When a signal handler is left using siglongjmp, the PKRU value is not restored. This is problematic because the signal handler has access to all memory protection keys disabled. The application may not be able to save and restore the protection bits for all keys because the kernel API does not actually specify that the set of keys is a small, fixed set.
(In reply to Florian Weimer from comment #0) > When a signal handler is left using siglongjmp, the PKRU value is not > restored. This is problematic because the signal handler has access to all > memory protection keys disabled. The worst case is that the application fails because it can no longer access memory that it previously could? > The application may not be able to save and restore the protection bits for > all keys because the kernel API does not actually specify that the set of > keys is a small, fixed set. Correct, it could be an arbitrary number of keys. I think this is simply a case where we could just specify that siglongjmp out of a signal handler leaves you in the most restrictive scenario possible, without access to any memory protected by the keys. I don't see any easy technical solution to this problem.
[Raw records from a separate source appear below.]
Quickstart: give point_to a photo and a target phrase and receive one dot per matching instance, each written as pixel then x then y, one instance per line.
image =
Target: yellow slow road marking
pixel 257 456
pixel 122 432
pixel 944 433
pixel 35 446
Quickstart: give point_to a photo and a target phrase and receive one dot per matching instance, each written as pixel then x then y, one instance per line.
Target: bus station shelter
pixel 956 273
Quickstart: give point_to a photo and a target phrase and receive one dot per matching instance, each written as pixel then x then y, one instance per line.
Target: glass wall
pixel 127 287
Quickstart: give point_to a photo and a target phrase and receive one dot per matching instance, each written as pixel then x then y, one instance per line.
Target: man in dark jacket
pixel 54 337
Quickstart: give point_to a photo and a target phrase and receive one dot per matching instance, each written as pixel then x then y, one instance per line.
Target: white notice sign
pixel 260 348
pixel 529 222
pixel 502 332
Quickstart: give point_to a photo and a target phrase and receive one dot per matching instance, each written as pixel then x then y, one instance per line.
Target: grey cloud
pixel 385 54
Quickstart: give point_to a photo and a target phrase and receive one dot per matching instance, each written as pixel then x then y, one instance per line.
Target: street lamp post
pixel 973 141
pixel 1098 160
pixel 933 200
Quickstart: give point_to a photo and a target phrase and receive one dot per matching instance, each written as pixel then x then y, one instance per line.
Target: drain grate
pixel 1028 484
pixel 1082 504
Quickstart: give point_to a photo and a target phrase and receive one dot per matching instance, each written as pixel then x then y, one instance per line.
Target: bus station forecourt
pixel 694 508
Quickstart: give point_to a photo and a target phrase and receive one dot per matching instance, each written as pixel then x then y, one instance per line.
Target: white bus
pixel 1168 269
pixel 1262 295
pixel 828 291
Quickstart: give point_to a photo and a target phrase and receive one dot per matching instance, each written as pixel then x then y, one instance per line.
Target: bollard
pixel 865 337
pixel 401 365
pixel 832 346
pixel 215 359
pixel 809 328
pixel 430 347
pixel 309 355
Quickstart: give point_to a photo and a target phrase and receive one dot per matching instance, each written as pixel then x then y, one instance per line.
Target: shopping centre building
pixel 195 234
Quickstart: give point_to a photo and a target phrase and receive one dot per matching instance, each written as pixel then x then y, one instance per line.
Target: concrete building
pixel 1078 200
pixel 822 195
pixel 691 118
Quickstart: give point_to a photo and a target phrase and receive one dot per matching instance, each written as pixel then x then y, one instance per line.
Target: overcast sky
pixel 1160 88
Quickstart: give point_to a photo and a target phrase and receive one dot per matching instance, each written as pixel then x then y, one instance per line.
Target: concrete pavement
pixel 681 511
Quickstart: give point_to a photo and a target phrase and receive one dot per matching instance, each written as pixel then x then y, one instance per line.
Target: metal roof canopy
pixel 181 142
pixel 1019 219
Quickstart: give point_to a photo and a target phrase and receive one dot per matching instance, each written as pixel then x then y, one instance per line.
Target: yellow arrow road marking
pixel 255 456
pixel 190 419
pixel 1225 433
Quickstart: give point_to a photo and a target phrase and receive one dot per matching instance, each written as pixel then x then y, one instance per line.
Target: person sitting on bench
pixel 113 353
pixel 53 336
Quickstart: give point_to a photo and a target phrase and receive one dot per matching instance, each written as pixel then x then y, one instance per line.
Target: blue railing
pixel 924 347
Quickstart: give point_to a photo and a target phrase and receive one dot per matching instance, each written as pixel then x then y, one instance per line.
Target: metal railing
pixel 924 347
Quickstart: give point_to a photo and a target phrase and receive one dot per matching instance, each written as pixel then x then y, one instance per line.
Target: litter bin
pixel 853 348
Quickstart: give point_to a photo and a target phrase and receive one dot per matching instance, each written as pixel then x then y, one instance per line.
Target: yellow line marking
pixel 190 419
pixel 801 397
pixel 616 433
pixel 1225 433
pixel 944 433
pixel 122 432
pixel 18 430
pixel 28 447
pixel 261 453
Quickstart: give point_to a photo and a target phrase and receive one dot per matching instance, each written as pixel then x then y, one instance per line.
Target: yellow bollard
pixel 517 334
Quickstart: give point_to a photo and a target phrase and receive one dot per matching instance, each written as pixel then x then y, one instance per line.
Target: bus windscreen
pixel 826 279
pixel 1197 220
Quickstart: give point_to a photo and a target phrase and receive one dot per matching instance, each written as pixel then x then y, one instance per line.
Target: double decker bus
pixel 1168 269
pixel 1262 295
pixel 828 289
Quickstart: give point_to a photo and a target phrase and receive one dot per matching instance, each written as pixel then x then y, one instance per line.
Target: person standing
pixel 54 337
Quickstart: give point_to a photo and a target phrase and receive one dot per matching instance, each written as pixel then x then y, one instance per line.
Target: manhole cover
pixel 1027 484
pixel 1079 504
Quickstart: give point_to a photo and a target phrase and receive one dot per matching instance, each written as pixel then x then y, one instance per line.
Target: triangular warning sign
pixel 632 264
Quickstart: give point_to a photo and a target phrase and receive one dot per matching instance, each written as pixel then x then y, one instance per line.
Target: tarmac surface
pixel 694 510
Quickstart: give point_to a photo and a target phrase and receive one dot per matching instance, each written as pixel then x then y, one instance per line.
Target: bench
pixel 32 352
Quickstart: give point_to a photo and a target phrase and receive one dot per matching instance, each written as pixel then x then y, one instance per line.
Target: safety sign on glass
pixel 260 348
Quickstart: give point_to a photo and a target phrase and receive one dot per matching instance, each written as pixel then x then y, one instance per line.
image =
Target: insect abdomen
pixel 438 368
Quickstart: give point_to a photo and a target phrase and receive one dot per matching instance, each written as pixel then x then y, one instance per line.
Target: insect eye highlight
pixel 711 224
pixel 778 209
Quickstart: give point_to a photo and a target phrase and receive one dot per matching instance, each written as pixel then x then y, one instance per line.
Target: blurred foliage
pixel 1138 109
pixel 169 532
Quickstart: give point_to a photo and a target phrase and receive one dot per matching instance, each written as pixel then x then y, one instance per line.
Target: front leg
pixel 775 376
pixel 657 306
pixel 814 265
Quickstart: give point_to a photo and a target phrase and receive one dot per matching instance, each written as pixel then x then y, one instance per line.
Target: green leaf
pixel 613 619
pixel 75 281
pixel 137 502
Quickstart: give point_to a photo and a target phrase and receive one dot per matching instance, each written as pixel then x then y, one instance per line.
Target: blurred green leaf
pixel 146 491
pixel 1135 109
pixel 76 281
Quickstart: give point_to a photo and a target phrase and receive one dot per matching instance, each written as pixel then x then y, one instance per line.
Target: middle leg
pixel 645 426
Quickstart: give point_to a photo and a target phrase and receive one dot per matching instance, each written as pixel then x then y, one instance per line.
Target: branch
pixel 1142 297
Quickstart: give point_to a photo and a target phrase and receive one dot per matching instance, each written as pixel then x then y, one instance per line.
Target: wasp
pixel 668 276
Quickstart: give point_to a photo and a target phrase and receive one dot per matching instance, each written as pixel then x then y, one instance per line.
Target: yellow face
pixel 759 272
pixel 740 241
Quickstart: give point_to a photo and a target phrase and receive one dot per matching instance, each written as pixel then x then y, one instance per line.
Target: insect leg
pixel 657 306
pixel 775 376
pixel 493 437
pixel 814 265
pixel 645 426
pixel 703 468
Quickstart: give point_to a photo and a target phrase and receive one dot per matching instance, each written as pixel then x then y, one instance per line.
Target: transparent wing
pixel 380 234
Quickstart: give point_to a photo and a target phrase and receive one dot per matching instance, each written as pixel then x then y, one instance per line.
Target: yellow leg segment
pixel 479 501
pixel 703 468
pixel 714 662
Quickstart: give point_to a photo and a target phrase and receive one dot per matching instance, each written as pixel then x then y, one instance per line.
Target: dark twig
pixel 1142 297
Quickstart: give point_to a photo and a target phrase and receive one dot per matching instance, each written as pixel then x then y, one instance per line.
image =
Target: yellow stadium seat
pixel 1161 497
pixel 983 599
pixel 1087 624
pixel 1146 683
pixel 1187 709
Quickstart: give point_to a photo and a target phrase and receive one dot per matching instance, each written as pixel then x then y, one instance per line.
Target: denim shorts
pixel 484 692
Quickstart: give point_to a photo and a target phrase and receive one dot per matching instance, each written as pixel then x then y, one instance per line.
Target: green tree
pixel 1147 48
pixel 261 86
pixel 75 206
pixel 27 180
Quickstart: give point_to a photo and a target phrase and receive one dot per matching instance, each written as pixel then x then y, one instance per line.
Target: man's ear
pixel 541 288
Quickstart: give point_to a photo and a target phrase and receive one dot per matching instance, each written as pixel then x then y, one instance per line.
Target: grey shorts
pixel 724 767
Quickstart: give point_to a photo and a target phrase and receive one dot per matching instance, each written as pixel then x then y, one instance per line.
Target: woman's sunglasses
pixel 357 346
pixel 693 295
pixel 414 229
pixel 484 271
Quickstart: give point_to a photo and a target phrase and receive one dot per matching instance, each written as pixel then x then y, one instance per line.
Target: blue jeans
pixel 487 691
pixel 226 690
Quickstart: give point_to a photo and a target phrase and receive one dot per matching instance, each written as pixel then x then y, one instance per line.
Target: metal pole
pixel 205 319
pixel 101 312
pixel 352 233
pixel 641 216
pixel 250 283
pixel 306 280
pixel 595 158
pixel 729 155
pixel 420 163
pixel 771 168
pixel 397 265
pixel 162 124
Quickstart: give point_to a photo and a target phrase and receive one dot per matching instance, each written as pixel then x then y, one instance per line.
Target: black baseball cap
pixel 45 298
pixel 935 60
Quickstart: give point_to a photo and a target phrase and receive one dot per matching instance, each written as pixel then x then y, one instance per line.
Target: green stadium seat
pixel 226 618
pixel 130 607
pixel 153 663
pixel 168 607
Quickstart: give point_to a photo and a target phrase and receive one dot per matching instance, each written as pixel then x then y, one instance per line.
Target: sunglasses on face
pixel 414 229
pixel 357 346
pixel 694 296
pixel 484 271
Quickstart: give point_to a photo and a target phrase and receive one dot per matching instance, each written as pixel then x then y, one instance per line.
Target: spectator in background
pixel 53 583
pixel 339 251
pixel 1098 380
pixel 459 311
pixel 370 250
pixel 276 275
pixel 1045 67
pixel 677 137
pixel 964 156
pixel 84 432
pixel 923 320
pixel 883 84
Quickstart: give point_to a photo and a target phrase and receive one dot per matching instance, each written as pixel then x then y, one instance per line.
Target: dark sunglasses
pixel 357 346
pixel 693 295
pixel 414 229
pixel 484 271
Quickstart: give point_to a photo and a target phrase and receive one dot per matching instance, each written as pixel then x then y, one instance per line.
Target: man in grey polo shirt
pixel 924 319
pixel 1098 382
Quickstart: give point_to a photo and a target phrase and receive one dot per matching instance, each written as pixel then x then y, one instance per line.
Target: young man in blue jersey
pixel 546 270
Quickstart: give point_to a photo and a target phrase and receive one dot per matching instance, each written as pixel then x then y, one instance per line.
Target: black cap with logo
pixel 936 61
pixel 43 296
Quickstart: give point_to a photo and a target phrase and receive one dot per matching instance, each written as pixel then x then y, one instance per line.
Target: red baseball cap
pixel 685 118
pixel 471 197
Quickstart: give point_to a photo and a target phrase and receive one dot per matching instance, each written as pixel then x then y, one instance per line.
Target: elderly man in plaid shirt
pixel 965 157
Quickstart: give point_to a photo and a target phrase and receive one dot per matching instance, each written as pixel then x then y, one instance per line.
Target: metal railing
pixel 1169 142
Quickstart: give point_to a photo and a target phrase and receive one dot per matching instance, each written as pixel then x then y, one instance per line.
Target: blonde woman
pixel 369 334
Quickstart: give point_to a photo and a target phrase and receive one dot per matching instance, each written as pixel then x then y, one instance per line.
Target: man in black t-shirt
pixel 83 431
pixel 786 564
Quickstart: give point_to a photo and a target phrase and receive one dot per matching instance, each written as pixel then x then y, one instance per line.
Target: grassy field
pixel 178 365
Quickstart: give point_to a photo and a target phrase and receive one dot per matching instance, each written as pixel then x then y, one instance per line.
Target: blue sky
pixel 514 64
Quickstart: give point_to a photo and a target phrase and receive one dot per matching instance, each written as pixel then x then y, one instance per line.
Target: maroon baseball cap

(In reply to Carlos O'Donell from comment #1) > (In reply to Florian Weimer from comment #0) > > When a signal handler is left using siglongjmp, the PKRU value is not > > restored. This is problematic because the signal handler has access to all > > memory protection keys disabled. > > The worst case is that the application fails because it can no longer access > memory that it previously could? Correct, and the signal handler could be provided by a completely different library which knows nothing about memory protection keys.
I think HJ is freeing unused parts of jmpbuf, which we could use to store these bits. Of course, it won't help if x86-64 gets many more access right bits. So I think we need to change the kernel not to reset PKRU to the initial value (which could either be all-access or no-access, depending on kernel configuration).
It should also be noted that this issue also applies to MPX which has a lot more state than protection keys. (BNDSTATUS (8) + BNDCFGU (8) + BNDREGS0-3(4*16)). The ABI for BNDREGS probably saves us here at least partly because it's pretty arguable that the registers are clobber at siglongjmp. But BNDCFGU which turns the feature on/off is a problem. Back to PK... The manpage (http://man7.org/linux/man-pages/man7/pkeys.7.html) could use some additional clarity here, but it does mention the signal behavior, and also says: The rights of any interrupted context are restored when the signal handler returns. We could clarify that we truly mean sys_sigreturn() and that other mechanisms don't count as "returning". The kernel _could_ detect when someone unblocks signals from inside a signal handler, but without doing a sys_sigreturn(). We could theoretically take some action there. Does that do us any good?
Also, the signal(7) man page mentions that "a signal handler function must be very careful", and provides a white list of functions which it can safely call. Calling an unsafe function causes undefined behavior. Neither longjmp() nor siglongjmp() are in the white list. Given the above, is it reasonable for a program to call {sig,}longjmp() from a signal handler and expect it to work?
(In reply to Thiago Jung Bauermann from comment #5) > Also, the signal(7) man page mentions that "a signal handler function > must be very careful", and provides a white list of functions which it can > safely call. Calling an unsafe function causes undefined behavior. Neither > longjmp() nor siglongjmp() are in the white list. > > Given the above, is it reasonable for a program to call {sig,}longjmp() from > a signal handler and expect it to work? Yes, the most stringent restrictions only apply to asynchronous signals. Synchronous signals, such as SIGFPE due to integer division by zero, SIGBUS due to access to the truncated part of a file mapping, or SIGSEGV due to a null pointer dereference are delivered synchronously to the thread in question. The same can be true for signals sent explicitly. In these cases, we must support calling siglongjmp from a signal handler because it is an idiom which is often employed by non-C language runtimes.
(In reply to Dave Hansen from comment #4) > Back to PK... The manpage > (http://man7.org/linux/man-pages/man7/pkeys.7.html) could use some > additional clarity here, but it does mention the signal behavior, and also > says: > > The rights of any interrupted context are > restored when the signal handler returns. > > We could clarify that we truly mean sys_sigreturn() and that other > mechanisms don't count as "returning". > > The kernel _could_ detect when someone unblocks signals from inside a signal > handler, but without doing a sys_sigreturn(). We could theoretically take > some action there. Does that do us any good? Maybe we are approaching this from the wrong angle. The main problem I see are pages which are read in many places, but are read-only most of the time. Here, the delivery of a signal and a return through siglongjmp would revoke read access as well (with the kernel defaults). If we could tell the kernel at pkey_alloc time that the access rights specified are the initial access rights for signal handlers (overriding the system default), then the issue would quite benign because the signal handle restores the access rights to their current values, which is essentially a NOP. Only for regions which enhance their privileges using a temporary PKRU update, this would make a difference, but they would also have to have a sigsetjmp landing site, so they are obviously aware of the complexities. For the larger problem, maybe we should add interface which merge the jmpbuf context with the signal handler context before returning to the sigsetjmp site. This will at least help new programs. But I think for MPK, the pkey_alloc flag would be sufficient for glibc's own needs.
It's not a matter of async vs sync signals, only the property of the interrupted function matters: "Although longjmp() is an async-signal-safe function, if it is invoked from a signal handler which interrupted a non-async-signal-safe function or equivalent (such as the processing equivalent to exit() performed after a return from the initial call to main()), the behavior of any subsequent call to a non-async-signal-safe function or equivalent is undefined." Thus a handler for a synchronously-generated signal that interrupted a non-async-signal-safe function has the same restrictions.